簡易食品容器の国内最大手メーカーである株式会社エフピコは、南大阪を中心にスーパーマーケットを展開する株式会社サンプラザと協働し、関西エリア35店舗を対象とした水平リサイクルの取り組みを進めると2026年9月1日に発表した。店頭で回収した使用済み食品トレーやペットボトルを新たな容器に再生し、それを再び同じ店の売場で使うという循環を「ストアtoストア」と呼び、両社で推進する。対象店舗数は2026年8月末時点のもの。

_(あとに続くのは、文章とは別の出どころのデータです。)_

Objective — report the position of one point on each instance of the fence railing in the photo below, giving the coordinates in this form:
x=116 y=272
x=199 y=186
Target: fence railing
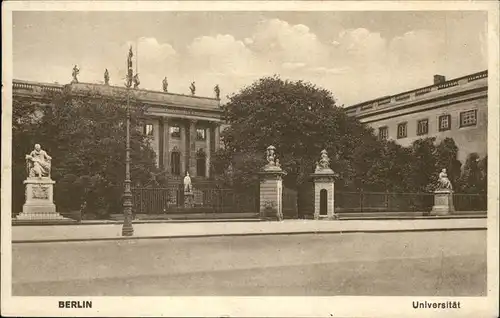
x=206 y=200
x=47 y=218
x=403 y=202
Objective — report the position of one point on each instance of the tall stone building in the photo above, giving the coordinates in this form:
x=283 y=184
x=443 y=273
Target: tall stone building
x=185 y=129
x=455 y=108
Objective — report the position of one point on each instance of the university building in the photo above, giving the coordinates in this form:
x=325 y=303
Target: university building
x=185 y=129
x=455 y=108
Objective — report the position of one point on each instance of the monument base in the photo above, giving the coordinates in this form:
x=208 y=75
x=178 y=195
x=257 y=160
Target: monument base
x=188 y=199
x=324 y=194
x=443 y=203
x=39 y=200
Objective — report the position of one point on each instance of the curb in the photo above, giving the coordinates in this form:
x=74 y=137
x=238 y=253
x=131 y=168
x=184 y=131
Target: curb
x=121 y=238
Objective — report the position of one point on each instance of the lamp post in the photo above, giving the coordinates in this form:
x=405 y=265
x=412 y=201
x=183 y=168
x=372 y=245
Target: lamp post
x=127 y=229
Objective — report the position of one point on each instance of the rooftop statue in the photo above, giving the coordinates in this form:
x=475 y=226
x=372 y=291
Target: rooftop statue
x=217 y=91
x=270 y=155
x=443 y=182
x=324 y=161
x=188 y=187
x=165 y=85
x=106 y=77
x=192 y=88
x=75 y=73
x=38 y=163
x=136 y=81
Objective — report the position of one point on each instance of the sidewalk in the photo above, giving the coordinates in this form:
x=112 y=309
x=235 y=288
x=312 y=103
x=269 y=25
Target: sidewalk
x=66 y=233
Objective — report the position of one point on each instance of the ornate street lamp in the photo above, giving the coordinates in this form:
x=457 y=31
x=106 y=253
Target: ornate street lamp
x=127 y=229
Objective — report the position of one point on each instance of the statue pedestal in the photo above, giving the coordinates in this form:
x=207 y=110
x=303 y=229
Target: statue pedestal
x=324 y=191
x=443 y=202
x=271 y=193
x=189 y=199
x=39 y=200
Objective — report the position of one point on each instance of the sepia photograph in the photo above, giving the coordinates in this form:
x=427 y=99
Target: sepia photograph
x=298 y=153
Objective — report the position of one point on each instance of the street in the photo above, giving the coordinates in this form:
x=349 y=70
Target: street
x=437 y=263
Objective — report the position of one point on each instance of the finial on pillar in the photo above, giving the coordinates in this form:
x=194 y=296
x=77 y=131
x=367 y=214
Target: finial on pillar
x=192 y=88
x=75 y=73
x=106 y=77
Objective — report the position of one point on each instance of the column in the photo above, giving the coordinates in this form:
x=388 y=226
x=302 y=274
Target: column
x=184 y=149
x=192 y=147
x=217 y=137
x=207 y=159
x=166 y=146
x=161 y=144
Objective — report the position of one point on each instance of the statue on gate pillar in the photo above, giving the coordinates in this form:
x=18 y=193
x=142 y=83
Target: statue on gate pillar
x=38 y=163
x=443 y=182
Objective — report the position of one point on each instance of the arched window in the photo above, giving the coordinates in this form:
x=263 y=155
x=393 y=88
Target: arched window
x=200 y=163
x=175 y=162
x=323 y=202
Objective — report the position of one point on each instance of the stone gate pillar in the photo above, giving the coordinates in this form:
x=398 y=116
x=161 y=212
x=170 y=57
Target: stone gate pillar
x=443 y=196
x=271 y=188
x=324 y=189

仕組みはこうだ。地域の消費者が持ち込んだ使用済み食品トレーとペットボトルを、店頭に設置した回収ボックスで集める。回収した資源はすべてエフピコで活用され、エコ製品に生まれ変わる。そのエコ製品をサンプラザの売場で使用することで、循環型の水平リサイクルが成立する。水平リサイクルとは、リサイクルの前後で用途を変えずに資源を循環させる方法を指す。ここでいうエコ製品とは、回収された資源を原料とする「エコトレー」「エコAPET」「エコOPET」の3種類だ。

実績も数字で示されている。サンプラザは2026年2月期において、使用済み食品トレーを53トン、使用済みペットボトルを109トン回収した。再生されたエコ製品を売場で使用することにより、245トンのCO2排出を抑制したという。今回の協働を機にエコ製品の使用をさらに広げ、2027年2月期には年間270トンの抑制を目指すとしている。

この取り組みの特徴は、回収と使用の両方を同じ企業が担っている点にある。トレーの店頭回収そのものは、多くのスーパーマーケットで以前から行われてきた。ただ、回収した資源がその後どうなったのかは見えにくく、来店客にとっても実感を持ちにくい部分があった。回収したものが自店で使う容器に戻ってくるという流れが明示されれば、参加する側にとって分かりやすい構図になる。

回収の対象がトレーとペットボトルの2種類である点も実務的だ。どちらも家庭から日常的に出る資材で、買い物のついでに持ち込みやすい。特別な分別知識を必要とせず、参加のハードルが低い。

両社が掲げているのは、店がその地域のエコリーダーとなることだ。あわせて、地域の消費者にリサイクルへの参加を促すため、店頭でのリサイクル啓発ポスターによる情報発信も行う。より多くの人に参加してもらうことで、使用済み食品トレーとペットボトルの回収量を増やす狙いだ。

回収量が増えれば再生できる量も増え、売場で使えるエコ製品も増える。逆に回収が細れば循環は回らない。啓発活動が取り組みの一部として明記されているのは、この構造があるためだろう。売場でどう伝えるかが、そのまま数字に効いてくる仕組みになっている。

小売の現場から見ると、この種の取り組みには実務上の負担も伴う。回収ボックスの設置場所の確保、回収物の一時保管、汚れたトレーが持ち込まれた際の対応など、店舗側の手間は少なくない。それでも継続する事業者が増えているのは、環境対応が取引先や自治体との関係で求められる場面が増えていることに加え、来店の動機づけとして機能する側面もあるからだ。トレーを持ち込むために店に来る人は、そのまま買い物をしていく可能性が高い。

数字の面でも、規模感がつかみやすい事例といえる。35店舗で年間245トンのCO2抑制という実績は、1店舗あたりに直せば7トン程度だ。単独では大きな数字ではないが、店舗数を掛け合わせれば意味のある規模になる。自社の店舗数に当てはめて試算しやすい形で公表されている点は、検討する側にとって扱いやすい。

サンプラザは1961年11月設立で、南大阪を中心に35店舗を展開する地域密着型のスーパーマーケットだ。うち1店舗は奈良県にある。食の安全をモットーに掲げ、産地直送の食材を提供している。エフピコは1962年7月設立で、スーパーマーケットやコンビニエンスストアなどで使われる簡易食品容器を製造販売する国内最大手メーカー。同社方式のリサイクルによる資源循環とCO2排出量の削減、環境負荷の低い容器の開発による省資源化などを通じて、持続可能な社会の実現を目指すとしている。